Her go-to argument when confronted with past behavior — tweets against fat people, strange complaints of her allegedly sending ugly emails to coworkers while working at HuffPost — almost always elicits one point: You wouldn’t say this to a man, would you? There’s also the matter of jealousy. In Duca World, people who complain about her are just jealous, which may be the dumbest of all her Duca-isms.

“I think jealousy doesn’t always look like what you think it looks like, and I think it’s funny that it’s directed at me in a way it’s not directed at my male counterparts. I wonder if they find it as excruciatingly obvious as I do,” she told Scaachi.

Here’s where things really fall apart with the BuzzFeed writer.

Scaachi rightfully questions her about the students’ complaint to NYU. Duca really, really, really, really wonders if the writer would question a man in this way.

“As I continued asking Duca for comment about the specifics of the complaint, she became more and more agitated. ‘You should put in there that my tone was expressly pissed off and frustrated,’ Duca told me. “You’re being so fucking hard on me, Scaachi, and I really, really, really, really would ask you if you would be grilling a man in this same way. It’s amazing. The shit that I have endured to continue to sustain a voice where I’m just fighting every inch for the same thing that I think that you want, which is public power and equality, and I’m trying my goddamn best, okay?'”

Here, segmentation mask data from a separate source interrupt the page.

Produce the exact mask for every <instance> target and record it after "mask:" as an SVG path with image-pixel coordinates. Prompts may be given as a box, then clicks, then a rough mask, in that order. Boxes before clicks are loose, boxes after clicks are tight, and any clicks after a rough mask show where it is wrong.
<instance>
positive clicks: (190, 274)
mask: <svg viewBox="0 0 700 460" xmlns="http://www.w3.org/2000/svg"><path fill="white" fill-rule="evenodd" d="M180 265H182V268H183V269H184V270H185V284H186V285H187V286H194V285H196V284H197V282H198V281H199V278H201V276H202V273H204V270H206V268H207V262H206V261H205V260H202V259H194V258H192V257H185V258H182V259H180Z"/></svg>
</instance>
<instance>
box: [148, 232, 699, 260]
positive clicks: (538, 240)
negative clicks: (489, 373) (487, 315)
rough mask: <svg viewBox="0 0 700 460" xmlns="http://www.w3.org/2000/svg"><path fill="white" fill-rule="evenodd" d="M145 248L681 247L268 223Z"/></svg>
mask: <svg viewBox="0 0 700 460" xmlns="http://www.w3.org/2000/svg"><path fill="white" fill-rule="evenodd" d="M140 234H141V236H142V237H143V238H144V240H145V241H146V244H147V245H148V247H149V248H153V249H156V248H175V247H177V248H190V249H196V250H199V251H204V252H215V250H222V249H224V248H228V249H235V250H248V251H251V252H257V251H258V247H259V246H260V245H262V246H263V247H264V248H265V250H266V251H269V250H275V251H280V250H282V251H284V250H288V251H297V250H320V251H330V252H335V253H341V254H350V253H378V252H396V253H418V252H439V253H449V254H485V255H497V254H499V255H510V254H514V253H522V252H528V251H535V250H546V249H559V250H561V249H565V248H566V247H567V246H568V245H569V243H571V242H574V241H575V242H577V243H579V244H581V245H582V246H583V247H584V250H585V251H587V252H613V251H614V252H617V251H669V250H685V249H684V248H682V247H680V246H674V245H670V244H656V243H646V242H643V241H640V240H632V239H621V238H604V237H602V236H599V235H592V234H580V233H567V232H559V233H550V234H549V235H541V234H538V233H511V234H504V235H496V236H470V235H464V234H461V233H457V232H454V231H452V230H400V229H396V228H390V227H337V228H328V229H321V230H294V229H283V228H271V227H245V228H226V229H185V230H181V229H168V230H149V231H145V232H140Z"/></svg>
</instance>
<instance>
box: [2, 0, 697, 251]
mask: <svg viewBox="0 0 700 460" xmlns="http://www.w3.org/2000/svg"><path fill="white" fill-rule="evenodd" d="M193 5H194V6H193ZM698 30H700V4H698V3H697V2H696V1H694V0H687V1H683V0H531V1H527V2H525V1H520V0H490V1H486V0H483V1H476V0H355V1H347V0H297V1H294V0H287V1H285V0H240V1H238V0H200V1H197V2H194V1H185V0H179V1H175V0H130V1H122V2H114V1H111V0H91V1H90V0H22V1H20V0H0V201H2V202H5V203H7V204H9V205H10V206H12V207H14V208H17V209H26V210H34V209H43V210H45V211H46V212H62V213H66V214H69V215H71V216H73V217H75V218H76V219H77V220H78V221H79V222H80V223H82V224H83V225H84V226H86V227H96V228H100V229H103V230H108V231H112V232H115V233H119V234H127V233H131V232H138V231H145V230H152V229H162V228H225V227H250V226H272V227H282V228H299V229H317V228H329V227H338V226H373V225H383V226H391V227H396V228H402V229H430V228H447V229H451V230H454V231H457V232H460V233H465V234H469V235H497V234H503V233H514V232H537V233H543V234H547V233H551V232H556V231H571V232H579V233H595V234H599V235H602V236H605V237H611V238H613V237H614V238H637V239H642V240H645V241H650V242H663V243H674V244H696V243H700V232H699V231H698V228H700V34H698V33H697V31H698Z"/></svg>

She’s trying her goddamn best.

Sounds like it. Doesn’t it?

Duca begins questioning Scaachi’s motives.

“Congratulations, you thrillingly, thrillingly adept journalist, you have discovered that Lauren Duca is not perfect,” she eventually told the writer. “Put it in the headline, baby.”

Not only does Duca cast doubt her profiler’s brain capacity, she uses the one phrase that is lamest when a person is confronted with criticism. In cringey third person, Duca says Duca is “not perfect.”

Which at this point should be obvious.